For a night of uprising, and a finger you once raised at us.

This is a day for every time I took my new comrades to our liberated South, for every picture I captured of them at the borders you once told us we would cross with you. This is a day for the clay vessel that carried your image, the one my mother hid after I had screamed that I did not want it in my home, because I hate you. Time and time again, you pulled us into disputes with our families, O Sayyed. This day belongs to our contradictions.

This is the day when we reconcile with our contradictions. This is the day for the pure of heart and the heart-torn, the uprooted. This day belongs to women dancing in the streets, with vases as headdresses and the prisoners who broke free with a cooking pot. A day like this day that is today belongs to compassion, to context and to our wounds. A day in which we swallow our wounds, yet how many times more?

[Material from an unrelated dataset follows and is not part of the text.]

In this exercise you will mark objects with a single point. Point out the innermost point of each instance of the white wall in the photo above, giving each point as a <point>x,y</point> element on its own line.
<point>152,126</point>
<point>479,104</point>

This is the day of the limbs that have been scattered across meadows. This the day of the brave, the audacious fighters who battled until the last breath in Shamaa, Bint Jbeil, and Khiam. This is the day of the People of the Land who have returned home.

This is a day, like every day you were at the heart of disputes, of public squares, of closed rooms and calls of reproach. This is a day when you alone are the center.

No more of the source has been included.